All right, now that we have that part out of the way, whether Alex Ovechkin is a Washington Capital for one more season or four more seasons, regardless of how much money he makes, it’s as good a time as any to reframe the narrative when it comes to both him and his team. For the past couple of years, anytime anyone has ever talked about Ovechkin, it has been within the context of goals, specifically how many he’ll end up scoring before the end of his career. It seems almost with every goal Ovechkin scores these days comes with it a detailed synopsis of which all-time great he’s hunting down in career goals. (Checks notes. Notices that Ovechkin needs two more goals to pass Marcel Dionne for fifth all-time and 11 to usurp Brett Hull for fourth.)

This has to stop, for the good of the Washington Capitals. If Ovechkin does come back the way everyone expects he will, it has to stop being about goals. You know why? Because for all of his brilliance, for all of his otherworldly and unparalleled scoring ability, Alex Ovechkin has one Stanley Cup in 16 seasons. That’s why. In fact, when you look at his career in totality, the ledger of playoff flops and disappointments is far more populated than playoff triumphs.

If I’m a fan of the Washington Capitals, nothing would thrill me more than to see Ovechkin to come into training camp in the fall and say the following: “I could not possibly care less how many goals I score this season or for the rest of my career. If I score 18 goals this season and we win the Stanley Cup, that would be the greatest thing ever. I’m done chasing ghosts. If I catch them, that’s great. But it is no longer how I will define my career. If sitting out games during the regular season to save myself for the playoffs and/or taking a lesser role later in my career negatively affects my overall numbers, I’m just fine with that as long as we keep chasing Stanley Cups.”

Think the focus on Ovechkin scoring goals doesn’t hinder the Capitals at times? In 2019-20, Ovechkin went on an absolute tear, scoring 11 goals in five games, which put him five goals shy of the 700 mark. It took him nine games to score the five goals he needed, during which the Capitals went 2-6-1. It seemed like the entire organization was so focused on Ovechkin chasing a milestone that only seven players had reached before him that it forgot how to win hockey games.

There is some speculation that Ovechkin may sign with the Capitals for four more years, which would take him to just shy of his 40th birthday. If that does indeed happen, Ovechkin is a shoo-in to pass Dionne, Hull, Jaromir Jagr and Gordie Howe for No. 2 on the NHL’s list. Needing 165 goals to surpass Wayne Gretzky, he would have to average 41.25 goals in each of those seasons to become the NHL’s all-time leading scorer. Based on him scoring 24 goals this season in 45 games, he was on pace to score 38 goals over the course of a full campaign (assuming he still would have missed only 11 games). In his three previous seasons, Ovechkin’s totals have been 49, 51 and 48. So if he does sign for four years, there’s a really good chance he’ll at least get very, very close if he stays relatively healthy.

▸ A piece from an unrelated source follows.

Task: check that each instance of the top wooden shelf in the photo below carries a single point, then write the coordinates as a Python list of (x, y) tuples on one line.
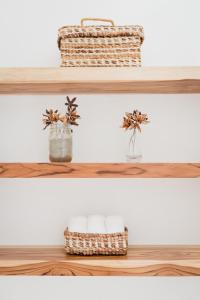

But it’s time to just let that happen if the stars align and to not force things if they don’t. It’s never wise to bet against Ovechkin, but there has to be a decline at some point and if/when that happens, it may require the Capitals to ask Ovechkin to take less ice time and take up less oxygen in a lesser role. Ovechkin has actually been a very good playoff performer for the Capitals, but how much better could he have been had he not been so focused on playing every game and chasing the goals mark? Early in his career, Ovechkin once said, “Cups is Cups.” And whatever his new contract looks like, it’s time for both the Capitals and Ovechkin to make that, and not the NHL record book, the priority.